[imp] problem with attachments in unicode (UTF16)

Wed Mar 26 09:36:34 UTC 2008

Hello,

Michael M Slusarz schrieb:
> No - this is incorrect.  The correct (and unfortunate) answer is that  
> we can not detect the charset of a text attachment if it is in a  
> different charset than the browser.  Browser upload information does  
> not contain the charset of the uploaded data, only the type - all we  
> have to go by is the charset the browser reports to us via the HTTP  
> headers.
...
> The greater issue is that PHP provides us no means to determine what  
> the charset of the given file is.

You could inspect the leading two or three bytes of the uploaded
text file:
- If they are EF BB BF, it is almost certainly UTF-8.
- If they are FE FF, it is most probably UTF-16BE.
- If they are FF FE, it is most probably UTF-16LE.

This would correctly identify every Unicode-encoded text file
uploaded from a Windows system (which still constitutes the
majority of the end-user systems). Of course, this method does
not detect every encoding from every end-user system, but it
would make a great step toward a correct tagging of text type
attachments.

If the uploaded text file does not contain a BOM, you could
take the first entry from the Accept-Charset header as a guess
for the file’s encoding. This is, of course, less reliable,
but would be right for most files from out-of-the-box browser
installations.

To be on the safe side, you could add a Charset field to the
Attachments line in the Message Composition form (similar to
the Charset field in the header zone of that form). That
attachment-charset field would be preset to the value resulting
from the procedure outlined above, but would provide an
opportunity to override the preset value.

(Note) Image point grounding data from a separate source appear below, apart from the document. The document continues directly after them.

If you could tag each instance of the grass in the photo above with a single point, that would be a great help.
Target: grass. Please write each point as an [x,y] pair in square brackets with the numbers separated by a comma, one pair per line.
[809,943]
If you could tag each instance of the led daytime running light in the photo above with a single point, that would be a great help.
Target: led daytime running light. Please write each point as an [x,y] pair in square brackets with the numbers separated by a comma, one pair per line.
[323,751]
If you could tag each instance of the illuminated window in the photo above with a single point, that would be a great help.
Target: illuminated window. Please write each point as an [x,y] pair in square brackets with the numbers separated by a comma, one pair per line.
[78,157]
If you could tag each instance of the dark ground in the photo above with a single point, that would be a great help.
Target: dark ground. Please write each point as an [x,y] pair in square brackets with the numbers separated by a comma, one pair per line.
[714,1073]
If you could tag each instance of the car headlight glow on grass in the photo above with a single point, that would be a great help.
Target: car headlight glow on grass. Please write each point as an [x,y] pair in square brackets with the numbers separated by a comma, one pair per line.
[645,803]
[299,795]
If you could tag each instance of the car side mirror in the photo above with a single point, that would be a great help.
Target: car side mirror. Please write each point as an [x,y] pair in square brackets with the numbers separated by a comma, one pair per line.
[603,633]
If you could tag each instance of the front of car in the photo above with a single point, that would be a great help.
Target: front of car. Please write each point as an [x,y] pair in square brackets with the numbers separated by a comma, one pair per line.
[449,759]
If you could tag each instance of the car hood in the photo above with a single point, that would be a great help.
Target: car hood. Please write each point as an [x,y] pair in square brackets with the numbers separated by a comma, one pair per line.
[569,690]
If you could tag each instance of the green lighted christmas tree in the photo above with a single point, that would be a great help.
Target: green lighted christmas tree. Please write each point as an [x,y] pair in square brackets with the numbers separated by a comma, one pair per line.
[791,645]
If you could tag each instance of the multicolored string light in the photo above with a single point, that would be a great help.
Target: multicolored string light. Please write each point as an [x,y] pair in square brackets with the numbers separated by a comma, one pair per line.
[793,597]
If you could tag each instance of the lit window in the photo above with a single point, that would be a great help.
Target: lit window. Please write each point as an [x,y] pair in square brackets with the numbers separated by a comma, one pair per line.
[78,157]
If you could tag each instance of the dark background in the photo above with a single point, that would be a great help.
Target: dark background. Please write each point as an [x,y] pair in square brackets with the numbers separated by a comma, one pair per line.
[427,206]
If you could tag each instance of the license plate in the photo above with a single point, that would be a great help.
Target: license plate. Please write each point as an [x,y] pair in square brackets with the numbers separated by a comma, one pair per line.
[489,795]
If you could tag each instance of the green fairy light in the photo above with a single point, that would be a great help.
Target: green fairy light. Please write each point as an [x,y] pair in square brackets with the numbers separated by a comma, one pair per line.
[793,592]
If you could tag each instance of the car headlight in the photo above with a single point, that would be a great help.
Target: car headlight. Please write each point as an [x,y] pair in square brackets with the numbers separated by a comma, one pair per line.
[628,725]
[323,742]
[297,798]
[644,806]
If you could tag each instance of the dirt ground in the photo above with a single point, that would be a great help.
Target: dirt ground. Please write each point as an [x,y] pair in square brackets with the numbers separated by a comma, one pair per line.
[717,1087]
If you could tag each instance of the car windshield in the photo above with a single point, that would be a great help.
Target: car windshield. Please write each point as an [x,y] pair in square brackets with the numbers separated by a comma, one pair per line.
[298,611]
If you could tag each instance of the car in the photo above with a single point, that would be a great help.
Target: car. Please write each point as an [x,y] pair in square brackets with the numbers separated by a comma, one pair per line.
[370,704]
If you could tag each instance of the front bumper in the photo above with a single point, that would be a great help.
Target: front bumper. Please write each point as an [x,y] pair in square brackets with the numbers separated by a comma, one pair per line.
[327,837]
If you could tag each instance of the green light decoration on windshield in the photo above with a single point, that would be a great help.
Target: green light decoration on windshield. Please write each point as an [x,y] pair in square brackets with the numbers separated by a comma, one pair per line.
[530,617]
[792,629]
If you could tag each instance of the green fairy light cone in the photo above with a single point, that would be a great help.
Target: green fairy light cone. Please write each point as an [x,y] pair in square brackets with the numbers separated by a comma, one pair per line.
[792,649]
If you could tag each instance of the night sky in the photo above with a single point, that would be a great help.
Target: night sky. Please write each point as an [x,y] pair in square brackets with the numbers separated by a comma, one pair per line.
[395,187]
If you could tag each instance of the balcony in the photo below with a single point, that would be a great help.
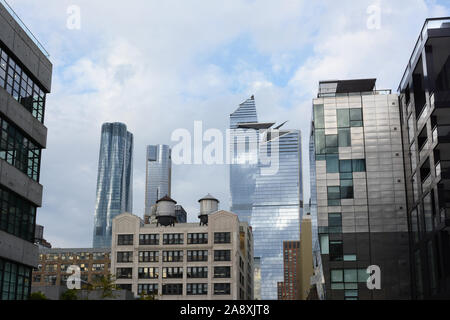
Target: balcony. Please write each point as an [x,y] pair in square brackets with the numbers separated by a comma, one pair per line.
[24,27]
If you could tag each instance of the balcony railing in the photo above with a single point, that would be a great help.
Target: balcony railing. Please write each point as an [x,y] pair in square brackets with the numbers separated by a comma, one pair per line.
[433,23]
[24,27]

> There is nothing wrong  
> with the way we Q-P - but if we Q-P using the wrong charset, the data  
> is going to be invalid.

To avoid a possible misunderanding of this wording: The Q-P encoding
poses no problem, even if sailing under false colours, charsetwise.
Q-P simply encodes the bytes 3D, and above 7F, by their hexadekadic
values, which will be decoded without any problem. When tagged as UTF-8,
as in the examples discussed so far, even the byte-order is sure to be
preserved.

The only problem is the wrong Charset tag, as it will cause particular
byte values (or sequences thereof) to be considered illegal and, in due
course, to be replaced with Replacement Characters (or, perhaps, even
dropped).

Best wishes,
   Otto Stolz